後半夜隊伍休整了一下,次日一早繼續踏上征途。


    如江白所言,隊伍接下來確實沒有被攔住。


    不是沒有遭遇攔截,而是攔截的敵人都被擊潰。


    江白的具體修為境界蘇安尚且不知,問他的時候他就一臉高深莫測、神氣自得的微笑,但當麵的敵方戰將的確無人是他對手。


    一個白天,隊伍殺穿黑潮布防區域。


    在此期間,隊伍碰到了不少己方超凡者,也吸納了一些小隊伍,當他們人數變得足夠多,過來提供保護的戰將就不隻是江白一人。


    當蘇安等人於黃昏時分,抵達遺跡附近區域時,隊伍已經有三名戰將,兩百多名戰兵。


    無論以哪個標準來衡量,這都是一股強勁存在。


    這樣一支隊伍等閑是不好被擋住的,即便擋在他們麵前的是妖族修士。


    一夜鏖戰,隊伍衝破由妖族修士組成的三道封鎖線,長驅直入。


    翌日黎明,旭日東升之際,遺跡已是近在眼前。


    踏上一道山崗,蘇安縱目遠眺,看到的是坍塌的連綿群山,一眼望不到盡頭,裏麵沒有任何鋼鐵建築的殘留,也找不到任何人工造物的痕跡。

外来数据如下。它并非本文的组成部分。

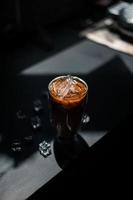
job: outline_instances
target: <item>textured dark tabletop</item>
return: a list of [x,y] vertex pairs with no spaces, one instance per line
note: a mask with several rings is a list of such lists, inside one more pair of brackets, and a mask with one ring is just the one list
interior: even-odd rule
[[[6,132],[9,141],[4,138],[4,133],[0,135],[1,200],[24,200],[62,171],[54,156],[54,133],[48,119],[48,102],[42,94],[42,91],[47,92],[49,81],[60,74],[75,74],[88,83],[90,91],[86,112],[90,122],[81,128],[80,134],[91,148],[132,112],[132,66],[132,58],[129,56],[83,40],[21,71],[17,77],[10,77],[11,85],[8,85],[9,91],[5,94],[4,107],[9,127],[4,126],[5,130],[2,130]],[[28,125],[25,130],[20,130],[15,124],[15,113],[22,108],[30,118],[34,115],[32,102],[38,98],[44,105],[43,114],[40,115],[42,129],[39,133],[33,133]],[[35,143],[30,147],[32,150],[28,149],[28,155],[27,152],[26,156],[21,153],[22,159],[14,158],[4,146],[7,144],[9,147],[10,141],[18,136],[19,131],[20,138],[23,133],[33,134]],[[2,138],[5,139],[4,144]],[[52,147],[52,154],[47,158],[38,151],[38,144],[44,139]]]

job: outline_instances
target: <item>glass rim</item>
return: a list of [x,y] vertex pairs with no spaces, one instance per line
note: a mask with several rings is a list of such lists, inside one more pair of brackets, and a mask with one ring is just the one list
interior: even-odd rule
[[[66,78],[68,75],[61,75],[61,76],[57,76],[57,77],[55,77],[55,78],[53,78],[50,82],[49,82],[49,84],[48,84],[48,91],[49,91],[49,93],[50,93],[50,86],[52,85],[52,83],[53,82],[55,82],[56,80],[58,80],[58,79],[63,79],[63,78]],[[70,76],[72,76],[72,78],[74,79],[74,80],[79,80],[81,83],[83,83],[84,85],[85,85],[85,87],[86,87],[86,92],[85,92],[85,94],[88,92],[88,85],[87,85],[87,83],[82,79],[82,78],[80,78],[80,77],[78,77],[78,76],[73,76],[73,75],[70,75]]]

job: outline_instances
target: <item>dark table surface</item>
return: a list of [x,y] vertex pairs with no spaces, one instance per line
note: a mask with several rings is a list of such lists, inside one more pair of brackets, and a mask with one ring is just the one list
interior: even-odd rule
[[[105,157],[108,157],[107,152],[112,149],[117,150],[120,131],[113,128],[133,111],[132,63],[133,59],[128,55],[82,40],[22,70],[17,76],[6,77],[8,84],[4,90],[1,106],[3,114],[0,133],[1,200],[26,199],[51,180],[55,181],[55,177],[63,173],[54,156],[55,132],[49,121],[47,99],[47,85],[57,75],[74,74],[88,83],[86,113],[90,116],[90,122],[81,125],[79,134],[90,147],[89,153],[83,156],[84,159],[89,159],[89,163],[95,163],[99,166],[99,170],[102,169],[102,165],[99,165],[96,162],[98,159],[95,158],[102,158],[105,152]],[[33,111],[35,99],[40,99],[43,103],[44,109],[39,114]],[[23,110],[27,116],[28,120],[24,125],[19,124],[16,119],[18,110]],[[30,119],[36,115],[39,115],[42,120],[42,127],[38,131],[33,131]],[[23,144],[22,152],[17,156],[14,155],[10,150],[11,141],[19,138],[23,142],[24,136],[29,135],[33,136],[32,144]],[[47,158],[40,155],[38,151],[38,145],[43,140],[50,142],[52,147],[52,154]],[[82,163],[85,166],[85,160],[80,159],[82,162],[79,166]],[[85,174],[87,174],[87,167],[86,162]],[[96,169],[97,175],[100,174],[99,170]],[[69,173],[66,174],[69,177]]]

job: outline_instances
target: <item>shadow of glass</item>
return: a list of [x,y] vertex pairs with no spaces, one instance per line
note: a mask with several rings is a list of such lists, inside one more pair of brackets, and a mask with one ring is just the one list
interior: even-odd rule
[[58,165],[65,169],[84,155],[89,149],[89,145],[77,134],[72,139],[55,138],[53,149]]

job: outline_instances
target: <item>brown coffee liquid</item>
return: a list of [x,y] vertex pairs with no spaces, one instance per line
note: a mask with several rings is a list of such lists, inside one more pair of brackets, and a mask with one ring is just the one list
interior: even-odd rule
[[49,91],[54,101],[67,107],[73,107],[85,97],[87,85],[81,79],[64,76],[55,79],[50,84]]
[[77,77],[62,76],[50,83],[51,118],[58,136],[69,138],[77,133],[87,91],[87,85]]

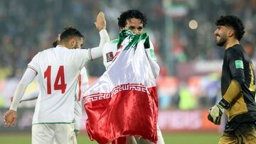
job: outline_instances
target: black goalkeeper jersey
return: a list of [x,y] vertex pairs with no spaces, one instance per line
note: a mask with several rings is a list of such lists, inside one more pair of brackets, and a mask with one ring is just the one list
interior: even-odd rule
[[225,131],[235,130],[242,123],[251,123],[256,120],[253,65],[240,45],[235,45],[225,52],[221,77],[223,96],[232,79],[240,84],[242,91],[231,102],[231,107],[225,111],[228,116]]

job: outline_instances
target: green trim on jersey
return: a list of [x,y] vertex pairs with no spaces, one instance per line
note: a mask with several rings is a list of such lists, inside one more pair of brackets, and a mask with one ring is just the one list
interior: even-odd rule
[[243,69],[243,63],[242,63],[242,60],[235,60],[235,68],[237,69]]
[[41,124],[70,124],[73,122],[68,123],[68,122],[55,122],[55,123],[32,123],[32,125],[41,125]]
[[110,40],[111,43],[118,43],[119,42],[119,38],[114,39],[114,40]]

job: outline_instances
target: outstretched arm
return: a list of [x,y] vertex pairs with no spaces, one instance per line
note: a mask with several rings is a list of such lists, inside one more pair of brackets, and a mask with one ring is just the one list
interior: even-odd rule
[[156,62],[156,57],[154,52],[154,46],[150,40],[149,40],[149,44],[150,44],[150,48],[146,48],[145,52],[148,57],[150,67],[152,70],[154,77],[156,78],[159,74],[160,67],[158,63]]
[[106,30],[106,20],[102,11],[100,12],[95,23],[95,26],[100,31],[100,42],[99,47],[90,49],[92,60],[102,57],[102,48],[104,44],[110,41],[110,37]]
[[37,89],[28,94],[24,94],[20,103],[25,101],[31,101],[36,99],[38,97],[38,94],[39,94],[39,89]]

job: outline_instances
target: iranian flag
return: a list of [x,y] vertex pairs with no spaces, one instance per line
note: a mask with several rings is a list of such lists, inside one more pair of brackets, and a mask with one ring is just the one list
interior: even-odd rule
[[146,45],[146,33],[126,36],[110,67],[85,92],[82,101],[92,140],[106,144],[134,135],[156,143],[158,97]]

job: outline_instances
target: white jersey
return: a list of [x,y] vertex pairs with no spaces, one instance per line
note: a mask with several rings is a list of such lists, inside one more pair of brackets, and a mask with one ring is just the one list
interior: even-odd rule
[[[103,64],[107,70],[111,64],[112,60],[116,55],[122,50],[122,48],[117,48],[117,43],[119,39],[112,40],[110,42],[106,43],[102,48],[102,56],[103,56]],[[150,64],[150,66],[152,68],[153,73],[154,74],[155,77],[158,76],[159,67],[156,63],[156,57],[154,52],[154,46],[151,40],[149,40],[149,48],[145,49],[146,54],[148,57],[148,60]]]
[[[109,69],[112,63],[113,60],[114,60],[115,56],[117,56],[119,52],[122,50],[122,48],[117,48],[117,43],[119,42],[119,39],[115,39],[111,40],[110,42],[106,43],[102,48],[102,56],[103,56],[103,64],[106,68],[106,70]],[[154,76],[156,78],[159,73],[159,67],[156,63],[156,57],[154,55],[154,46],[152,43],[149,40],[149,48],[145,49],[146,54],[147,55],[150,67],[151,67]],[[157,137],[158,141],[157,144],[164,144],[163,135],[161,134],[161,130],[159,129],[157,125]],[[140,138],[138,137],[132,137],[132,143],[143,143],[142,141],[145,141],[145,140],[138,140]],[[140,142],[141,141],[141,142]],[[149,143],[153,143],[152,142],[147,142]]]
[[91,60],[90,50],[57,45],[38,52],[28,65],[39,83],[33,124],[73,122],[75,87],[80,70]]

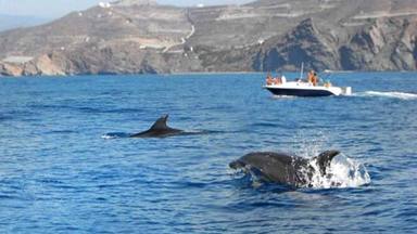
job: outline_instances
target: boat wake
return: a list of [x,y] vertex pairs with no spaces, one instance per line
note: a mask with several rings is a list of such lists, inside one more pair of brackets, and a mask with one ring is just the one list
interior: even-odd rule
[[131,134],[126,132],[109,132],[101,135],[102,139],[121,139],[121,138],[129,138]]
[[366,91],[356,93],[356,96],[376,96],[376,98],[389,98],[400,100],[417,100],[417,93],[408,92],[379,92],[379,91]]

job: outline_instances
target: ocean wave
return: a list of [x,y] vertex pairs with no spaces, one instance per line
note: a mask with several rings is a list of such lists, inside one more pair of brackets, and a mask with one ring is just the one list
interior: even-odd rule
[[377,98],[390,98],[390,99],[400,99],[400,100],[417,100],[417,93],[408,92],[380,92],[380,91],[365,91],[362,93],[356,93],[356,96],[377,96]]

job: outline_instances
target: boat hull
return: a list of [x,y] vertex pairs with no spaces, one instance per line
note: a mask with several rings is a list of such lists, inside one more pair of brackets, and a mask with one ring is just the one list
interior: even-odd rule
[[274,95],[290,95],[290,96],[329,96],[337,95],[329,90],[321,89],[291,89],[291,88],[269,88],[265,87]]

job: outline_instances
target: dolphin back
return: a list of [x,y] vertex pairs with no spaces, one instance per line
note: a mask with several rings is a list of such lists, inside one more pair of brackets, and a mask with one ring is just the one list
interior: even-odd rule
[[161,118],[156,119],[156,121],[152,125],[152,127],[149,130],[164,130],[167,129],[168,126],[166,125],[166,121],[168,120],[168,115],[163,115]]
[[164,115],[152,125],[150,129],[143,132],[131,134],[130,138],[165,138],[175,134],[180,134],[184,131],[179,129],[169,128],[166,125],[168,115]]

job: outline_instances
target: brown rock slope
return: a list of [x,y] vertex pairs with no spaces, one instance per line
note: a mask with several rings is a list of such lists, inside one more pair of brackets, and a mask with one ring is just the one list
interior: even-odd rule
[[0,34],[0,75],[415,70],[415,0],[122,0]]

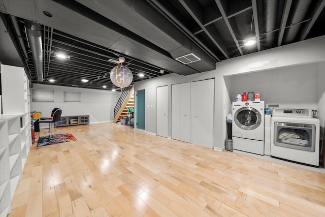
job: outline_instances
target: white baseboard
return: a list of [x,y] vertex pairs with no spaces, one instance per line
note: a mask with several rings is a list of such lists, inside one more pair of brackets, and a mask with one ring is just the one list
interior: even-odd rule
[[108,123],[108,122],[113,122],[114,120],[105,120],[104,121],[96,121],[96,122],[89,122],[89,125],[92,123]]
[[218,147],[213,147],[213,149],[215,150],[216,151],[223,151],[223,148],[219,148]]
[[149,131],[145,131],[145,133],[148,134],[152,135],[153,136],[157,136],[157,134],[155,133],[152,133]]

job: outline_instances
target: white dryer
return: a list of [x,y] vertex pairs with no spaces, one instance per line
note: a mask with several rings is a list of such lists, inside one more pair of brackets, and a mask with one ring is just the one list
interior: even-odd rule
[[271,123],[271,157],[319,165],[319,120],[311,110],[276,109]]
[[264,154],[265,103],[233,102],[233,149]]

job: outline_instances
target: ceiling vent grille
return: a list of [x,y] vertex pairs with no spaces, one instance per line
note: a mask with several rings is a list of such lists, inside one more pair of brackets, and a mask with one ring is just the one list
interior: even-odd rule
[[201,59],[196,56],[193,53],[190,53],[182,56],[180,56],[179,57],[175,58],[175,59],[185,65],[201,60]]
[[120,61],[118,60],[117,60],[116,59],[109,59],[108,60],[109,62],[111,62],[111,63],[114,63],[114,64],[120,64]]

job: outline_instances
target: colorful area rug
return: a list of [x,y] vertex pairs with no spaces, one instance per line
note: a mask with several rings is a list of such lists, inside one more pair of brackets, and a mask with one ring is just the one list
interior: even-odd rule
[[53,145],[53,144],[70,142],[71,141],[75,140],[77,140],[77,139],[76,139],[70,133],[62,134],[52,135],[51,139],[49,139],[49,136],[41,136],[39,138],[37,147],[44,146],[44,145]]

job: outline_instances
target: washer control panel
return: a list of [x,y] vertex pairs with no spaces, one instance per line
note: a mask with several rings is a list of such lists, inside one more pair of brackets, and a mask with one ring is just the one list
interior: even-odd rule
[[312,117],[311,110],[308,109],[276,109],[272,111],[272,115],[280,117]]

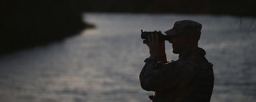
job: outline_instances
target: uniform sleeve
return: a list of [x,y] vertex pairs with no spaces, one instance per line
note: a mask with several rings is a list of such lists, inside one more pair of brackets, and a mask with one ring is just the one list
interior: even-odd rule
[[158,62],[156,56],[146,61],[140,75],[140,85],[147,91],[160,91],[187,85],[195,75],[193,66],[186,61]]

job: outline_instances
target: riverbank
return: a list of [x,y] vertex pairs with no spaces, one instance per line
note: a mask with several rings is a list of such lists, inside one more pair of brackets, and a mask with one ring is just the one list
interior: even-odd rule
[[79,2],[11,0],[0,3],[0,54],[61,40],[93,27],[82,21]]

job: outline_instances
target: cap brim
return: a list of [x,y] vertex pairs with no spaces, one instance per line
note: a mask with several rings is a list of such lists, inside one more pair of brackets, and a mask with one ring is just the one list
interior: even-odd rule
[[168,31],[165,31],[164,33],[166,34],[167,35],[170,36],[174,36],[179,35],[178,33],[177,33],[171,29]]

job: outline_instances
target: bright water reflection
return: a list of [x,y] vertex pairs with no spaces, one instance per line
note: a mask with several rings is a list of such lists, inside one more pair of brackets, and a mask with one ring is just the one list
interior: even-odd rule
[[[0,58],[0,102],[150,102],[138,76],[149,56],[140,30],[162,32],[175,21],[203,25],[199,46],[214,66],[211,102],[255,102],[253,18],[177,14],[86,13],[96,28]],[[168,60],[176,60],[166,42]]]

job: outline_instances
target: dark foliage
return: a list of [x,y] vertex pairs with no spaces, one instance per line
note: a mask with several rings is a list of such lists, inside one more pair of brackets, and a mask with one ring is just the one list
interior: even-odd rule
[[79,33],[78,2],[68,0],[0,2],[0,54],[48,43]]

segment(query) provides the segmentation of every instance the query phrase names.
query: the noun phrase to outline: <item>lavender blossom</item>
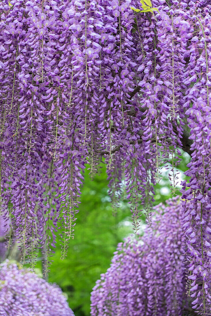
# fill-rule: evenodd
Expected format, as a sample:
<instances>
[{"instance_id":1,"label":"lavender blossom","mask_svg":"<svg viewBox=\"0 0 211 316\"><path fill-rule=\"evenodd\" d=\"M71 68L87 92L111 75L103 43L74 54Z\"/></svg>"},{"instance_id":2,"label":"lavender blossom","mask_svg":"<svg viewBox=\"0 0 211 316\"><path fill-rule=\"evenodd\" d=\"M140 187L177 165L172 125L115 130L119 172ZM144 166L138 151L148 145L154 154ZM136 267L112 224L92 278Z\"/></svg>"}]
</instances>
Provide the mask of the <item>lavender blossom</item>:
<instances>
[{"instance_id":1,"label":"lavender blossom","mask_svg":"<svg viewBox=\"0 0 211 316\"><path fill-rule=\"evenodd\" d=\"M178 198L167 202L154 208L143 237L132 236L118 245L110 267L92 293L93 316L182 316L191 311L182 207Z\"/></svg>"},{"instance_id":2,"label":"lavender blossom","mask_svg":"<svg viewBox=\"0 0 211 316\"><path fill-rule=\"evenodd\" d=\"M29 270L0 264L1 316L74 316L61 290Z\"/></svg>"}]
</instances>

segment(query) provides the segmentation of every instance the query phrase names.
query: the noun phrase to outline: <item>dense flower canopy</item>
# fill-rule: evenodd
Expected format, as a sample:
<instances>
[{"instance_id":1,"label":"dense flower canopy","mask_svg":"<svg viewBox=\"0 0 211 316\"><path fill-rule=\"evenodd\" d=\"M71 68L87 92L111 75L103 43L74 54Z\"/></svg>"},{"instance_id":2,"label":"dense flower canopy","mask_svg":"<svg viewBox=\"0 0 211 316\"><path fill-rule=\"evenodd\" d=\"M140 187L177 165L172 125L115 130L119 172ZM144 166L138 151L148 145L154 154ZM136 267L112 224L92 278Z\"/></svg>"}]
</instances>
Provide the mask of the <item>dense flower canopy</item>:
<instances>
[{"instance_id":1,"label":"dense flower canopy","mask_svg":"<svg viewBox=\"0 0 211 316\"><path fill-rule=\"evenodd\" d=\"M0 265L1 316L74 316L57 286L7 261Z\"/></svg>"},{"instance_id":2,"label":"dense flower canopy","mask_svg":"<svg viewBox=\"0 0 211 316\"><path fill-rule=\"evenodd\" d=\"M153 14L137 12L137 0L0 3L0 194L14 235L28 253L47 249L47 267L58 227L64 257L85 163L93 173L103 157L114 203L124 179L137 229L164 159L174 193L182 149L191 155L182 184L189 277L197 286L201 265L195 300L204 315L211 298L210 2L153 0Z\"/></svg>"},{"instance_id":3,"label":"dense flower canopy","mask_svg":"<svg viewBox=\"0 0 211 316\"><path fill-rule=\"evenodd\" d=\"M118 245L110 267L93 289L91 315L194 314L186 294L182 208L175 198L158 205L144 236Z\"/></svg>"}]
</instances>

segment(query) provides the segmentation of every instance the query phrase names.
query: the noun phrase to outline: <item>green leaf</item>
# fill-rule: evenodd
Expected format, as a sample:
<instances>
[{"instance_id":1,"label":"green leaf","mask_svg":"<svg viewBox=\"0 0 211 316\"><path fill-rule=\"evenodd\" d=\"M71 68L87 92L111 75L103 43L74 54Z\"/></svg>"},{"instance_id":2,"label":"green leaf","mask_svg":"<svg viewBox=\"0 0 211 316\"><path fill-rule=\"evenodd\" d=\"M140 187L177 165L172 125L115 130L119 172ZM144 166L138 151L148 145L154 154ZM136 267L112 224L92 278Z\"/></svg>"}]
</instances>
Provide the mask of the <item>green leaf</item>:
<instances>
[{"instance_id":1,"label":"green leaf","mask_svg":"<svg viewBox=\"0 0 211 316\"><path fill-rule=\"evenodd\" d=\"M151 12L153 13L153 11L157 11L158 13L160 13L159 10L157 8L152 8L151 9L147 9L146 10L142 10L139 12Z\"/></svg>"},{"instance_id":2,"label":"green leaf","mask_svg":"<svg viewBox=\"0 0 211 316\"><path fill-rule=\"evenodd\" d=\"M133 25L133 28L132 29L132 33L134 34L136 33L137 30L137 23L134 23Z\"/></svg>"},{"instance_id":3,"label":"green leaf","mask_svg":"<svg viewBox=\"0 0 211 316\"><path fill-rule=\"evenodd\" d=\"M147 5L149 5L149 6L151 7L151 8L152 6L152 3L150 1L150 0L144 0L144 1L145 3ZM141 2L143 2L143 0L142 1L141 1Z\"/></svg>"},{"instance_id":4,"label":"green leaf","mask_svg":"<svg viewBox=\"0 0 211 316\"><path fill-rule=\"evenodd\" d=\"M143 0L140 0L141 3L141 6L142 7L144 10L146 10L147 9L150 9L150 6L146 5L144 2L143 1Z\"/></svg>"},{"instance_id":5,"label":"green leaf","mask_svg":"<svg viewBox=\"0 0 211 316\"><path fill-rule=\"evenodd\" d=\"M130 7L130 8L131 10L133 10L134 11L135 11L136 12L141 12L140 10L139 9L136 9L134 7Z\"/></svg>"}]
</instances>

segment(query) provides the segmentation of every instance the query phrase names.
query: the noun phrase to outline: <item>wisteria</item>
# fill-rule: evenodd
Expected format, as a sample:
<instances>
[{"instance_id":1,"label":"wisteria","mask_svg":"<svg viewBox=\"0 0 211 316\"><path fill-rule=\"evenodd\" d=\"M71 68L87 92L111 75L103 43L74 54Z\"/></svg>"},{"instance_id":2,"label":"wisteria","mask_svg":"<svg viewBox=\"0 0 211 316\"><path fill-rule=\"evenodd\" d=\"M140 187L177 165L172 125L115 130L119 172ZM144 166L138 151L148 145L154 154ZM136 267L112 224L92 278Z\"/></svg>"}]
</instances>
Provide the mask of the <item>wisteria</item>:
<instances>
[{"instance_id":1,"label":"wisteria","mask_svg":"<svg viewBox=\"0 0 211 316\"><path fill-rule=\"evenodd\" d=\"M0 263L5 259L8 247L6 236L10 233L10 225L9 219L4 220L0 216Z\"/></svg>"},{"instance_id":2,"label":"wisteria","mask_svg":"<svg viewBox=\"0 0 211 316\"><path fill-rule=\"evenodd\" d=\"M118 245L92 293L93 316L194 314L186 289L182 208L178 198L167 202L154 208L143 237Z\"/></svg>"},{"instance_id":3,"label":"wisteria","mask_svg":"<svg viewBox=\"0 0 211 316\"><path fill-rule=\"evenodd\" d=\"M74 316L61 289L6 261L0 264L1 316Z\"/></svg>"},{"instance_id":4,"label":"wisteria","mask_svg":"<svg viewBox=\"0 0 211 316\"><path fill-rule=\"evenodd\" d=\"M124 180L137 230L164 160L174 194L182 149L190 291L209 314L209 3L1 2L1 208L29 256L45 250L46 270L55 230L62 258L73 237L86 163L93 174L103 158L114 204Z\"/></svg>"}]
</instances>

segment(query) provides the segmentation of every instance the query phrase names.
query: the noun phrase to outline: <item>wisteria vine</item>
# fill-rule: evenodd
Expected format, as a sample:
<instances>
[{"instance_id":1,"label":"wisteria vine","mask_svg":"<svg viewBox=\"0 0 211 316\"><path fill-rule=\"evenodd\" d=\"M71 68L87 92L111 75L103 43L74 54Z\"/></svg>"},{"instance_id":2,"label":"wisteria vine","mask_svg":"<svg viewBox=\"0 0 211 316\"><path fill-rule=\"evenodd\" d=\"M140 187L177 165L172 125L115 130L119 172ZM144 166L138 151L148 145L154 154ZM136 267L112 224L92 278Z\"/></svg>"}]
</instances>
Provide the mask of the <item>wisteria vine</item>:
<instances>
[{"instance_id":1,"label":"wisteria vine","mask_svg":"<svg viewBox=\"0 0 211 316\"><path fill-rule=\"evenodd\" d=\"M211 298L209 2L153 0L153 14L137 0L0 3L1 207L14 235L32 257L46 250L47 269L60 228L65 257L85 164L93 173L102 157L114 204L124 179L137 230L164 159L176 183L182 149L191 156L182 184L188 278L196 287L202 267L195 301L203 315Z\"/></svg>"},{"instance_id":2,"label":"wisteria vine","mask_svg":"<svg viewBox=\"0 0 211 316\"><path fill-rule=\"evenodd\" d=\"M93 316L195 314L186 289L178 198L154 208L143 237L132 236L118 245L111 267L91 293Z\"/></svg>"}]
</instances>

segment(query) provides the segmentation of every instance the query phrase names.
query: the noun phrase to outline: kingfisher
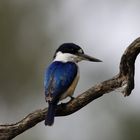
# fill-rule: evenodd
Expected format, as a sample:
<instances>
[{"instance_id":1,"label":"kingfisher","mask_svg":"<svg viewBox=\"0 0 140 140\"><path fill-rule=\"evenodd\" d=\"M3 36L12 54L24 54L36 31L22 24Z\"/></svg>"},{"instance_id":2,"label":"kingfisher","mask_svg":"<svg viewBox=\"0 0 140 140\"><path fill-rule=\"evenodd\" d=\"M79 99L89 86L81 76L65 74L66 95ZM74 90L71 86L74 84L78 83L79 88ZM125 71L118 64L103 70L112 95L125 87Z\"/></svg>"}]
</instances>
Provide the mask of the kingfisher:
<instances>
[{"instance_id":1,"label":"kingfisher","mask_svg":"<svg viewBox=\"0 0 140 140\"><path fill-rule=\"evenodd\" d=\"M80 76L77 63L82 60L102 62L85 54L83 49L74 43L64 43L56 50L53 62L45 71L45 100L48 103L45 125L53 125L59 101L66 97L73 99L72 95Z\"/></svg>"}]
</instances>

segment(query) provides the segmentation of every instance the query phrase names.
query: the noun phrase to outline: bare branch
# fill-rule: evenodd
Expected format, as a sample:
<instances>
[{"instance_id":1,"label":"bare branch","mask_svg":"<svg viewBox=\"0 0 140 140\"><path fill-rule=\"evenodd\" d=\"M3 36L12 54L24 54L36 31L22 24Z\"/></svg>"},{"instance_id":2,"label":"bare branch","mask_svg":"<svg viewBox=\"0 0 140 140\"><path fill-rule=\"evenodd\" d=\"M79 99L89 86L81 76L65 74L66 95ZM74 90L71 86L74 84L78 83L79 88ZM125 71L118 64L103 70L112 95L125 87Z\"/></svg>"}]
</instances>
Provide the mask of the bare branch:
<instances>
[{"instance_id":1,"label":"bare branch","mask_svg":"<svg viewBox=\"0 0 140 140\"><path fill-rule=\"evenodd\" d=\"M113 78L95 85L77 96L65 105L58 105L56 116L70 115L91 101L110 93L118 88L122 88L124 96L131 94L134 89L135 60L140 52L140 38L137 38L124 52L120 62L120 72ZM32 128L45 118L47 108L36 110L15 124L0 125L0 140L10 140L24 131Z\"/></svg>"}]
</instances>

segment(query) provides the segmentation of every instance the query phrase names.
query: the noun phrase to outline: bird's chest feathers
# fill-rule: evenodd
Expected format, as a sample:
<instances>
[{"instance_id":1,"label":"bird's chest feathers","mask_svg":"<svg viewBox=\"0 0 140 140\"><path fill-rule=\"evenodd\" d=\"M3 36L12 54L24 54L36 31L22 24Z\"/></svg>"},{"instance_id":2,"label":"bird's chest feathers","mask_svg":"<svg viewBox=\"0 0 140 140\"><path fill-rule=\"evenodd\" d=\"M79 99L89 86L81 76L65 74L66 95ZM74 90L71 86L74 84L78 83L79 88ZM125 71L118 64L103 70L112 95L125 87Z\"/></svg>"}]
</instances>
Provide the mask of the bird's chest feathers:
<instances>
[{"instance_id":1,"label":"bird's chest feathers","mask_svg":"<svg viewBox=\"0 0 140 140\"><path fill-rule=\"evenodd\" d=\"M74 94L74 90L77 86L77 83L79 81L79 71L77 72L77 76L73 80L71 86L67 89L67 91L61 95L60 100L65 99L68 96L72 96Z\"/></svg>"}]
</instances>

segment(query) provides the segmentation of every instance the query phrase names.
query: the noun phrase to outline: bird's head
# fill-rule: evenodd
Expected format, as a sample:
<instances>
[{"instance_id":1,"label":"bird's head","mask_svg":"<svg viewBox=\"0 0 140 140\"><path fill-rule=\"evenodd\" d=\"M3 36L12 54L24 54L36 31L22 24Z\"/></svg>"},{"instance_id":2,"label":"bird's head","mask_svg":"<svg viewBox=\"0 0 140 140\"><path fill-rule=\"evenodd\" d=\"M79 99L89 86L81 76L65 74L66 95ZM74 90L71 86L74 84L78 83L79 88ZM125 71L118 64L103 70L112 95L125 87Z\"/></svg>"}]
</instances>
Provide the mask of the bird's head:
<instances>
[{"instance_id":1,"label":"bird's head","mask_svg":"<svg viewBox=\"0 0 140 140\"><path fill-rule=\"evenodd\" d=\"M83 49L74 43L64 43L55 52L54 61L62 62L75 62L78 63L82 60L92 62L102 62L99 59L91 57L84 53Z\"/></svg>"}]
</instances>

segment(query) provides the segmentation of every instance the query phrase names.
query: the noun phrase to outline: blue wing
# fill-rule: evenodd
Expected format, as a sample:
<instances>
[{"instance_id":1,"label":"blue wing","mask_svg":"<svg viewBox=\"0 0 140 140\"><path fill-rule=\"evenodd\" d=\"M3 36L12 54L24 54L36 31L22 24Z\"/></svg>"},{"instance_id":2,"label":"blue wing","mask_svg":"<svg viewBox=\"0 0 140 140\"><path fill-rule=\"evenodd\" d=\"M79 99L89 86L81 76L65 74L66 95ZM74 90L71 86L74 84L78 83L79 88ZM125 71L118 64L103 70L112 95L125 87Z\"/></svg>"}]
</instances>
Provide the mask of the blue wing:
<instances>
[{"instance_id":1,"label":"blue wing","mask_svg":"<svg viewBox=\"0 0 140 140\"><path fill-rule=\"evenodd\" d=\"M59 101L60 96L70 87L77 75L78 67L72 62L53 62L45 73L46 100Z\"/></svg>"}]
</instances>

    它安靜地沐浴著晨陽灑下的燦璨金光,幽深靜謐毫無聲息,好似神秘莫測的仙境。


    山巒植被茂盛,與周圍群山無異,但那片挨下去一大截的區域所形成的似是而非的盆地,仍是有著再明顯不過的特征,讓人一眼就能看出彼處曾經是一片廢墟。


    因為那份不協調,蘇安覺得遺跡廢墟就像是長嶺山脈的一道傷疤。


    這道傷疤早已褪去結痂,再沒有任何猙獰之處,但舊日傷害留下的痕跡哪怕過了千百年,仍是無法被徹底抹去,與疤痕周圍的完好皮膚格格不入。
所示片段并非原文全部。